Mon Aug 15 16:54:52 2022
±----------------------------------------------------------------------------+
| NVIDIA-SMI 510.85.02 Driver Version: 510.85.02 CUDA Version: 11.6 |
|-------------------------------±---------------------±---------------------+
| GPU Name Persistence-M| Bus-Id Disp.A | Volatile Uncorr. ECC |
| Fan Temp Perf Pwr:Usage/Cap| Memory-Usage | GPU-Util Compute M. |
| | | MIG M. |
|===============================+======================+======================|
| 0 NVIDIA GeForce … Off | 00000000:65:00.0 On | N/A |
| 30% 36C P8 32W / 350W | 2102MiB / 24576MiB | 13% Default |
| | | N/A |
±------------------------------±---------------------±---------------------+

±----------------------------------------------------------------------------+
| Processes: |
| GPU GI CI PID Type Process name GPU Memory |
| ID ID Usage |
|=============================================================================|
| 0 N/A N/A 1564 G /usr/lib/xorg/Xorg 754MiB |
| 0 N/A N/A 1948 G /usr/bin/gnome-shell 313MiB |
| 0 N/A N/A 4692 G /usr/lib/firefox/firefox 1031MiB |
±----------------------------------------------------------------------------+

And the error reports asking for 16GB

I’ve tried with batch size of 1 on the spec file, and I get the same memory problem.

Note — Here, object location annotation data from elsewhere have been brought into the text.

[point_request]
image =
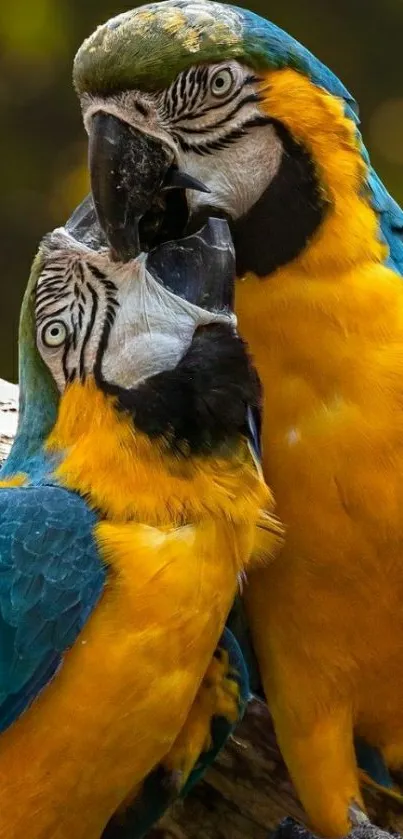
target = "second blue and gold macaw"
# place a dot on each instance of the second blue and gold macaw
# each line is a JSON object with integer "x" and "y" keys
{"x": 128, "y": 508}
{"x": 238, "y": 105}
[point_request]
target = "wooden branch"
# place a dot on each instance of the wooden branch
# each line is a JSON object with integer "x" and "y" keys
{"x": 248, "y": 790}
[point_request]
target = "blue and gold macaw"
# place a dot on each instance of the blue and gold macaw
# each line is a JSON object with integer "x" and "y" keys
{"x": 128, "y": 510}
{"x": 272, "y": 134}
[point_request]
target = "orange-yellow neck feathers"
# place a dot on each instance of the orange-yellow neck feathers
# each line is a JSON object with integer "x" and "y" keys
{"x": 127, "y": 476}
{"x": 349, "y": 233}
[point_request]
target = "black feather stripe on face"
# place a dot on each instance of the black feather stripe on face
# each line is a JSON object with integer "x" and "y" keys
{"x": 202, "y": 404}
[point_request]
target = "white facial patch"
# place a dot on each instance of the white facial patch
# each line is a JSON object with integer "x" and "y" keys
{"x": 236, "y": 176}
{"x": 220, "y": 137}
{"x": 90, "y": 309}
{"x": 153, "y": 327}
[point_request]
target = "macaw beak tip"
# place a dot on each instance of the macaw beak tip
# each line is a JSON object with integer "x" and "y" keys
{"x": 133, "y": 174}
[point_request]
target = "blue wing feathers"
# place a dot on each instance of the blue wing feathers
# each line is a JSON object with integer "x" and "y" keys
{"x": 51, "y": 577}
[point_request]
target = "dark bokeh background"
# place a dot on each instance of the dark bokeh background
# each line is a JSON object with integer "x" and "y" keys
{"x": 43, "y": 146}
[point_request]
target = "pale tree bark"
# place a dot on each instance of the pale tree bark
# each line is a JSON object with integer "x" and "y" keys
{"x": 247, "y": 791}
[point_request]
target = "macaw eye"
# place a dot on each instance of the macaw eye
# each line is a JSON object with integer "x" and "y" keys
{"x": 54, "y": 334}
{"x": 221, "y": 82}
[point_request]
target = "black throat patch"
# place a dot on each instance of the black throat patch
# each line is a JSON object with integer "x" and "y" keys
{"x": 284, "y": 219}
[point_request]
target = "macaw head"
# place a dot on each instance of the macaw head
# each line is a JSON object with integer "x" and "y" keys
{"x": 121, "y": 327}
{"x": 194, "y": 107}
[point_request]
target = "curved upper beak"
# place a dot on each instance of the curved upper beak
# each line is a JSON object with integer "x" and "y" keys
{"x": 129, "y": 169}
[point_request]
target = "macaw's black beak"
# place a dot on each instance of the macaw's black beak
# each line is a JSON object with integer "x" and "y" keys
{"x": 132, "y": 177}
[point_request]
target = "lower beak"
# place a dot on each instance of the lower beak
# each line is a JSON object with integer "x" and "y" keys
{"x": 127, "y": 171}
{"x": 130, "y": 172}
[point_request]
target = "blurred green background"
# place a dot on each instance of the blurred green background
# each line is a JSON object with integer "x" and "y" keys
{"x": 43, "y": 145}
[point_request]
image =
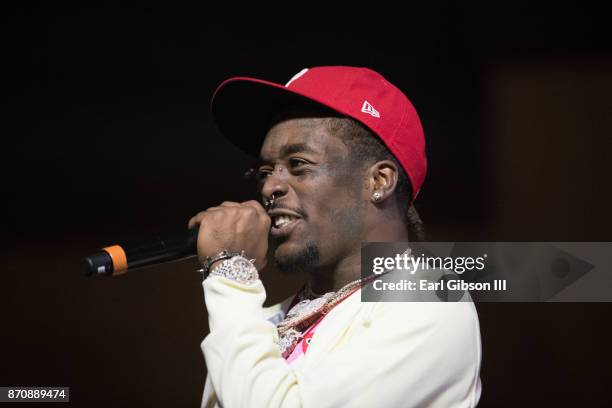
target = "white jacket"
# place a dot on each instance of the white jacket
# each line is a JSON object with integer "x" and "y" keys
{"x": 382, "y": 354}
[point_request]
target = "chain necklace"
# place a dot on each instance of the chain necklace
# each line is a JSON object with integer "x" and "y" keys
{"x": 308, "y": 310}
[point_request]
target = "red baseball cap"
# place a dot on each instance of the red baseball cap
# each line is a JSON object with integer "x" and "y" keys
{"x": 243, "y": 108}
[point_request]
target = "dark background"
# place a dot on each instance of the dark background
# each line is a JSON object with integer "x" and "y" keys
{"x": 107, "y": 136}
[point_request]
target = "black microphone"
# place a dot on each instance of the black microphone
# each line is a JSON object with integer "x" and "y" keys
{"x": 118, "y": 259}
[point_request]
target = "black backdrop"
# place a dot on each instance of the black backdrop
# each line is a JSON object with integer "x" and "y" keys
{"x": 107, "y": 136}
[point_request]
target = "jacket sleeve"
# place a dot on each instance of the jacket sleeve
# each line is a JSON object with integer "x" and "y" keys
{"x": 408, "y": 354}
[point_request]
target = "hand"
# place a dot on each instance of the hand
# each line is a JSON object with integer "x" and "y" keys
{"x": 234, "y": 227}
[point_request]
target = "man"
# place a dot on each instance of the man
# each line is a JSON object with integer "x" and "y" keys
{"x": 342, "y": 156}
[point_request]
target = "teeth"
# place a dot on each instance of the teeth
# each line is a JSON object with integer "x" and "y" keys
{"x": 281, "y": 220}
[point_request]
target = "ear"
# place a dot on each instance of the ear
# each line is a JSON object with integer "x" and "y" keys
{"x": 382, "y": 180}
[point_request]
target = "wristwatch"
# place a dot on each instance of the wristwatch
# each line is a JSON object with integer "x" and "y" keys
{"x": 237, "y": 268}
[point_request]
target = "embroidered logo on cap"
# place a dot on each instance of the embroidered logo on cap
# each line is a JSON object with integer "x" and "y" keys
{"x": 296, "y": 76}
{"x": 369, "y": 109}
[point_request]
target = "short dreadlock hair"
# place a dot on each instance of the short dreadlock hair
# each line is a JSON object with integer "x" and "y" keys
{"x": 367, "y": 148}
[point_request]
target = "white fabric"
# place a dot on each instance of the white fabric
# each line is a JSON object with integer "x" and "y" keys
{"x": 384, "y": 354}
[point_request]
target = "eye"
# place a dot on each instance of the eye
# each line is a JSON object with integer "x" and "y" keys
{"x": 297, "y": 163}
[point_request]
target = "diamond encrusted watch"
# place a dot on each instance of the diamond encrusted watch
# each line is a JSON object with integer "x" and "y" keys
{"x": 237, "y": 268}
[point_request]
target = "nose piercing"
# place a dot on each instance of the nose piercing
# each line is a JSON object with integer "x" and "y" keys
{"x": 268, "y": 202}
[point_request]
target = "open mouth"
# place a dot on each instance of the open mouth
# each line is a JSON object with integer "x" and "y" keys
{"x": 283, "y": 224}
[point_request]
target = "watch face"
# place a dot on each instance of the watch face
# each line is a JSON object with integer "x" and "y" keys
{"x": 241, "y": 262}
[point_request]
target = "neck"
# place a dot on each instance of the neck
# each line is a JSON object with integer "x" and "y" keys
{"x": 348, "y": 268}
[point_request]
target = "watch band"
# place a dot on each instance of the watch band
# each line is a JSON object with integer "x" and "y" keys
{"x": 237, "y": 268}
{"x": 217, "y": 257}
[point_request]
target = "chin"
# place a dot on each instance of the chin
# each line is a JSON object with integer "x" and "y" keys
{"x": 291, "y": 258}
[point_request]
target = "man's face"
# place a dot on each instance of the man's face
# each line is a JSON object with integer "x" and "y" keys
{"x": 318, "y": 206}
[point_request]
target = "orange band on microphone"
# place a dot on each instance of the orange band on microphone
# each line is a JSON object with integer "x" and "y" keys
{"x": 119, "y": 259}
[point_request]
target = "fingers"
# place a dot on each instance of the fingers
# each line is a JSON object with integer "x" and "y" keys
{"x": 250, "y": 205}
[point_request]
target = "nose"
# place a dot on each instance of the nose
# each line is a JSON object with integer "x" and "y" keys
{"x": 275, "y": 185}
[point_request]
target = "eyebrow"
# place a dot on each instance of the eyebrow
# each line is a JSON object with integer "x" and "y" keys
{"x": 291, "y": 149}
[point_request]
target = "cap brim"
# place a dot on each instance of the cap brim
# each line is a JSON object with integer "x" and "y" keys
{"x": 243, "y": 109}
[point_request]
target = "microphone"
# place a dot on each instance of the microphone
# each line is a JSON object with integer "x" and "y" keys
{"x": 118, "y": 259}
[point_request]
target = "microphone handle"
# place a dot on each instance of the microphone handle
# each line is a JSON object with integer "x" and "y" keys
{"x": 118, "y": 259}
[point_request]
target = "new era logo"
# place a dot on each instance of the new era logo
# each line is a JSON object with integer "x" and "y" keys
{"x": 369, "y": 109}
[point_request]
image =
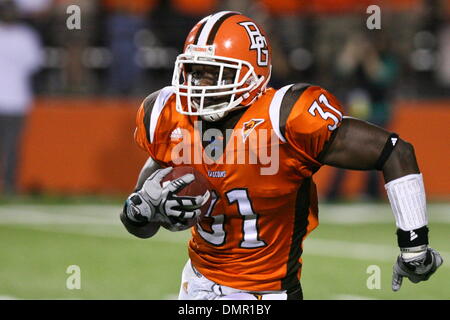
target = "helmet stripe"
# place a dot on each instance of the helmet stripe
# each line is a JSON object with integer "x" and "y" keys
{"x": 209, "y": 25}
{"x": 216, "y": 27}
{"x": 202, "y": 24}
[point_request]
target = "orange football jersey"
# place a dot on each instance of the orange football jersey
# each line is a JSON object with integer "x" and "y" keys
{"x": 265, "y": 202}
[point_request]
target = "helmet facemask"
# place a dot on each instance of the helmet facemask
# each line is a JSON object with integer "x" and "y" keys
{"x": 212, "y": 102}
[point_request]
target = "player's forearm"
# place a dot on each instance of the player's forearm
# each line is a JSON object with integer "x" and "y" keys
{"x": 149, "y": 167}
{"x": 140, "y": 230}
{"x": 401, "y": 162}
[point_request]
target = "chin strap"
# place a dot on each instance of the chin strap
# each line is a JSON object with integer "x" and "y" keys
{"x": 214, "y": 117}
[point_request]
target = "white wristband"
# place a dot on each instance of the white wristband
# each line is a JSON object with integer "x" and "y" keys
{"x": 408, "y": 201}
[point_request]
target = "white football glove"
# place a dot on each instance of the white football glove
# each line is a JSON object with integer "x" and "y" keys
{"x": 418, "y": 266}
{"x": 159, "y": 203}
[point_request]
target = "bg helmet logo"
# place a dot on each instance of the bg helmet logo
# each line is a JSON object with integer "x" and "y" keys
{"x": 258, "y": 42}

Howerver, tao evaluate completes with no issues on the model being exported:

!tao unet evaluate --gpu_index=$GPU_INDEX -e $SPECS_DIR/unet_retrain_vgg_6S1100.txt \
                 -m $USER_EXPERIMENT_DIR/retrain/weights/model_retrained.tlt \
                 -o $USER_EXPERIMENT_DIR/retrain/ \
                 -k $KEY

produces this output:
evaluateAfterRetraining.log (15.7 KB)

Working backwards (last command first):

The evaluate command that produces the error is:

!tao unet evaluate --gpu_index=$GPU_INDEX -e $SPECS_DIR/unet_retrain_vgg_6S1100.txt  \
                 -m $USER_EXPERIMENT_DIR/export/tao.fp32_6s03.engine  \
                 -o $USER_EXPERIMENT_DIR/export/ \
                 -k $KEY

The detailed output of that is:
evaluateEngine.log (15.7 KB)

The engine tao.fp32_6s03.engine was created running:

!tao unet export --gpu_index=$GPU_INDEX -m $USER_EXPERIMENT_DIR/retrain/weights/model_retrained.tlt \
               -k $KEY \
               -e $SPECS_DIR/unet_retrain_vgg_6S1100.txt  \
               -o $USER_EXPERIMENT_DIR/export/tao.fp32_6s03.etlt \
               --data_type fp32 \
               --engine_file $USER_EXPERIMENT_DIR/export/tao.fp32_6s03.engine \
               --max_batch_size 3 

And the detailed output of the export is:
export.log (15.0 KB)

Continuing backwards, the model model_retrained.tlt was created with the retrain command after pruning:

The retrain command is:

!tao unet train --gpus=1 --gpu_index=$GPU_INDEX \
              -e $SPECS_DIR/unet_retrain_vgg_6S1100.txt \
              -r $USER_EXPERIMENT_DIR/retrain \
              -m $USER_EXPERIMENT_DIR/pruned/model_pruned.tlt \
              -n model_retrained \
              -k $KEY

The output of that is here:
retrain.log (108.3 KB)

The prune command is

!tao unet prune   -e $SPECS_DIR/unet_train_vgg_6S900.txt \
                  -m $USER_EXPERIMENT_DIR/unpruned/weights/model.tlt \
                  -o $USER_EXPERIMENT_DIR/pruned/model_pruned.tlt \
                  -eq union \
                  -pth 0.6 \
                  -k $KEY

An the prune output:
prune.log (41.4 KB)

The train command is:

!tao unet train --gpus=1 --gpu_index=$GPU_INDEX \
              -e $SPECS_DIR/unet_train_vgg_6S900.txt \
              -r $USER_EXPERIMENT_DIR/unpruned \
              -m $USER_EXPERIMENT_DIR/pretrained_vgg16/vgg_16.hdf5  \
              -n model \
              -k $KEY 

The training specs:
unet_train_vgg_6S900.txt (1.5 KB)

The output of the train command:
train.log (171.8 KB)

Thanks!!

After some research added the undocumented option

–batch_size 1

And that solved it

This topic was automatically closed 14 days after the last reply. New replies are no longer allowed.